Troubleshooting mental model¶
Use this classification first to narrow where to collect evidence.
| Category | Examples | First Check | Typical Evidence |
|---|---|---|---|
| Request path issue | 5xx, timeout, 403, connection refused | requests + exceptions tables | HTTP status codes, error types |
| App startup issue | Host not starting, container ping failure, health check timeout | traces table (host lifecycle) | Host started missing, startup duration |
| Runtime degradation | Memory pressure, GIL contention, thread pool starvation | customMetrics, process metrics | CPU/memory trends, cold start frequency |
| Dependency / outbound issue | DNS failure, SNAT exhaustion, private endpoint unreachable | dependencies table | Failed dependency calls, target resolution |
| Deployment / recycle event | Post-deploy failures, slot swap issues, config drift | Activity Log, traces | Deploy events, host restart events |
About customMetrics
The customMetrics table contains metrics explicitly emitted by your application or SDK. Only a few metrics (for example, FunctionExecutionCount, FunctionExecutionUnits) are emitted automatically by the Azure Functions runtime. Queue-related metrics and custom business metrics require explicit instrumentation.
Decision tree¶
flowchart TD
A[Issue detected] --> B{Is it a 5xx issue?}
B -->|Yes| C{Intermittent or constant?}
C -->|Constant| D[Check host startup + recent deploy]
C -->|Intermittent| E{Recent deployment?}
E -->|Yes| F[Compare before/after metrics, consider rollback]

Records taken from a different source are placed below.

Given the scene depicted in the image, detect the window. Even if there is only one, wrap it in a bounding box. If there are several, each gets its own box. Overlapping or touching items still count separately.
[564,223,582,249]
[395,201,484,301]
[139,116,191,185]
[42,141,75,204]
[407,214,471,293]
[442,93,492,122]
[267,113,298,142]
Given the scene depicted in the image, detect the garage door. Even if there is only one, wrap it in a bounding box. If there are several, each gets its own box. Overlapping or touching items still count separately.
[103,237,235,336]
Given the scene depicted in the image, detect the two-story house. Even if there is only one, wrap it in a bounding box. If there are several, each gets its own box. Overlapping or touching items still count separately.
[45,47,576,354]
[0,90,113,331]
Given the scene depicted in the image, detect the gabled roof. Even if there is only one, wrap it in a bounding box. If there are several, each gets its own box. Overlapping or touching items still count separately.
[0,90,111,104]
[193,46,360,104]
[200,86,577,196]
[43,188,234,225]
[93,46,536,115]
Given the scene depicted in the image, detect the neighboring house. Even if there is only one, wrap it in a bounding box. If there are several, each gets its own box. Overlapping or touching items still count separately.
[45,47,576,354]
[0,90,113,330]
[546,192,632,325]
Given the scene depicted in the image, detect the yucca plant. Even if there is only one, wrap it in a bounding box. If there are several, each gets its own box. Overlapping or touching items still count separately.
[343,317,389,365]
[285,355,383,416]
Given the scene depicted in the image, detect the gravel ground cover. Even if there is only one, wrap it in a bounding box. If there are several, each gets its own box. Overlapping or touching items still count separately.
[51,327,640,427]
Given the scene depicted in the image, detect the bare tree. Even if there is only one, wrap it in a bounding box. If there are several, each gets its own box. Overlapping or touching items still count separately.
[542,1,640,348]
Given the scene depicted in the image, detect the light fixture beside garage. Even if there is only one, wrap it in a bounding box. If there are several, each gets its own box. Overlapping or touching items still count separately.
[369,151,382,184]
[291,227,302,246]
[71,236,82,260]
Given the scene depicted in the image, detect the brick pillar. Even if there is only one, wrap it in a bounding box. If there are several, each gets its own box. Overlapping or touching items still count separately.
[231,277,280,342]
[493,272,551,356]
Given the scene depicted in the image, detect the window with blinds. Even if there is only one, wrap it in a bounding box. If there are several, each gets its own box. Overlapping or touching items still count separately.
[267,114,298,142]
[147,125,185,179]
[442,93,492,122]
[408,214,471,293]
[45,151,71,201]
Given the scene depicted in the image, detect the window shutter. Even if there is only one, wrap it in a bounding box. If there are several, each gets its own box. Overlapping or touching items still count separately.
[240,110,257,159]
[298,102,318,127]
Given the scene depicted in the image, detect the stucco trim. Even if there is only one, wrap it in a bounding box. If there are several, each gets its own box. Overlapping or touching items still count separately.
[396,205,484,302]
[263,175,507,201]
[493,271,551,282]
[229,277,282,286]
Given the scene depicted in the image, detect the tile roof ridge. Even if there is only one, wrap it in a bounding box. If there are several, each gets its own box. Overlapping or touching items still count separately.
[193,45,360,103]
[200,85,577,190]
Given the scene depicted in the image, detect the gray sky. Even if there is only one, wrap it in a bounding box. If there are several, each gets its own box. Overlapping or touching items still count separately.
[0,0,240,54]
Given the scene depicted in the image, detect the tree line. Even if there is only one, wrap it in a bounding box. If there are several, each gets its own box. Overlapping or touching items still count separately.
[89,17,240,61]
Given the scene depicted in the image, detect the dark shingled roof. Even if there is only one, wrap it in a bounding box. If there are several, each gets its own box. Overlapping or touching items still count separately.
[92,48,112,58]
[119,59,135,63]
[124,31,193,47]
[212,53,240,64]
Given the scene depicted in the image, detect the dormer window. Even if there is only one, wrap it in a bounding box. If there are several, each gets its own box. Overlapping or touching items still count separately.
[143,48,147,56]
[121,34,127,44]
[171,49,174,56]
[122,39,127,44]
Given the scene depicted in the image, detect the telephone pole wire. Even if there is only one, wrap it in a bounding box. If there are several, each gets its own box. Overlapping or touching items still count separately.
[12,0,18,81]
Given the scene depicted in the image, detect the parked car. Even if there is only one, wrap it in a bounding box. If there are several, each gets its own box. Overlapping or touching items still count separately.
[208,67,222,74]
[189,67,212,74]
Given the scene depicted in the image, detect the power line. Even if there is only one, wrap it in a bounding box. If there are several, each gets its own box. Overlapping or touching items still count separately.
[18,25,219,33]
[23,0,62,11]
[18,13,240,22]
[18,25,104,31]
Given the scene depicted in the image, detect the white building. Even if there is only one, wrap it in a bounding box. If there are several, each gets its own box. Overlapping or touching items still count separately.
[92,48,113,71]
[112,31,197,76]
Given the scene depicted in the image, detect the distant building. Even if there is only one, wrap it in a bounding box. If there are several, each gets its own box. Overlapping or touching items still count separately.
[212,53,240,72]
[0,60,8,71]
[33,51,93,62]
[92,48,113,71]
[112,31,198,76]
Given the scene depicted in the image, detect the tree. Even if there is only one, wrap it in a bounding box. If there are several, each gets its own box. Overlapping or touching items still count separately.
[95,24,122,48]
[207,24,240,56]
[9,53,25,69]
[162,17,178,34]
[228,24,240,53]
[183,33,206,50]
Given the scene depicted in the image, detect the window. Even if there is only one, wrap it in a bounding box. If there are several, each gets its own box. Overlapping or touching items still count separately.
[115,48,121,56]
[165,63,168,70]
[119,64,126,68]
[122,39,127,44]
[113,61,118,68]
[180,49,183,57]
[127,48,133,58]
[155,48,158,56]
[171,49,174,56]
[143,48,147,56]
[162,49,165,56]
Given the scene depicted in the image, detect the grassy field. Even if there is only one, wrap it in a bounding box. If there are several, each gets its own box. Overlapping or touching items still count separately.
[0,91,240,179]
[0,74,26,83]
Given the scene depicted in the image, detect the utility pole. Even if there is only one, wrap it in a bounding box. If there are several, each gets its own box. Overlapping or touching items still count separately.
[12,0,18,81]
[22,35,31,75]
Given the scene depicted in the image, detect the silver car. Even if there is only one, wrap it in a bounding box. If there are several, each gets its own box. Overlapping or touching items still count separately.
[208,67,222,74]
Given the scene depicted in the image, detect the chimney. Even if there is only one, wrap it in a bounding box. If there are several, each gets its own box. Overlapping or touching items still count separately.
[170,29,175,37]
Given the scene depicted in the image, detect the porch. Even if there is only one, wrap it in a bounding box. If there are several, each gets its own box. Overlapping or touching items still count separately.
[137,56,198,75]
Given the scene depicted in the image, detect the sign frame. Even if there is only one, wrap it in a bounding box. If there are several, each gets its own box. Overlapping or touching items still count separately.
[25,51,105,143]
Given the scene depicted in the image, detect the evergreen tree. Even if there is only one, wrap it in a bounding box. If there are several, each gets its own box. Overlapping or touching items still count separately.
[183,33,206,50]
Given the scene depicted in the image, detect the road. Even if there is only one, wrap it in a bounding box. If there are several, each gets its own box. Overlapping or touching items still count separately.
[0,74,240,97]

E -->|No| G{Dependency-correlated?}
G -->|Yes| H[Check dependency health + outbound networking]
G -->|No| I[Check concurrency + memory + cold start]
B -->|No| J{Trigger not firing?}
J -->|Yes| K[Check listener status + connection config]
J -->|No| L{Performance degradation?}
L -->|Yes| M[Check dependencies + scaling + storage]
L -->|No| N[Review evidence-map for matching symptoms] Representative log patterns (quick reference)¶
| Pattern | Indicates | Severity | Next Action |
|---|---|---|---|
Container didn't respond to HTTP pings | Host startup failure | Critical | Check host logs and recent deploy activity |
Storage operation failed: (403) Forbidden | Storage auth broken | Critical | Check managed identity assignments and RBAC scope |
Host started (>10000ms) | Severe cold start | Warning | Check dependency initialization path and hosting plan |
Message has been dequeued 'N' time(s) | Poison message loop | Warning | Check handler idempotency and maxDequeueCount |
getaddrinfo ENOTFOUND | DNS resolution failure | Critical | Check VNet integration and private DNS zones |
Quick investigation flow¶
- For architecture context, see Troubleshooting Architecture.
- For "where do I look first?", see Evidence Map.
- For fast triage sequence, start at First 10 Minutes.
Updated section map¶
| Document | Coverage |
|---|---|
| First 10 Minutes | Time-boxed triage checks for active incidents |
| Decision Tree | Visual routing from symptom to investigation path |
| Mental Model | Conceptual framework for Azure Functions troubleshooting |
| Playbooks | Scenario-based diagnostics and mitigations |
| Methodology | Reproducible Observe → Hypothesize → Test → Fix → Verify workflow |
| KQL Query Library | Reusable telemetry and evidence queries |
| Troubleshooting Architecture | Component boundaries and failure-domain context |
| Evidence Map | Symptom-to-evidence lookup for first-query selection |
| Lab Guides | Failure drills for response readiness |
Scope and source policy¶
- Guidance in this section follows Microsoft Learn documentation for Azure Functions, App Service, Application Insights, and Azure Monitor.
- Product behavior, limits, and trigger specifics should always be validated against the linked Learn references.
- Examples use masked identifiers (
<subscription-id>,xxxxxxxx-xxxx-xxxx-xxxx-xxxxxxxxxxxx) to avoid exposing PII.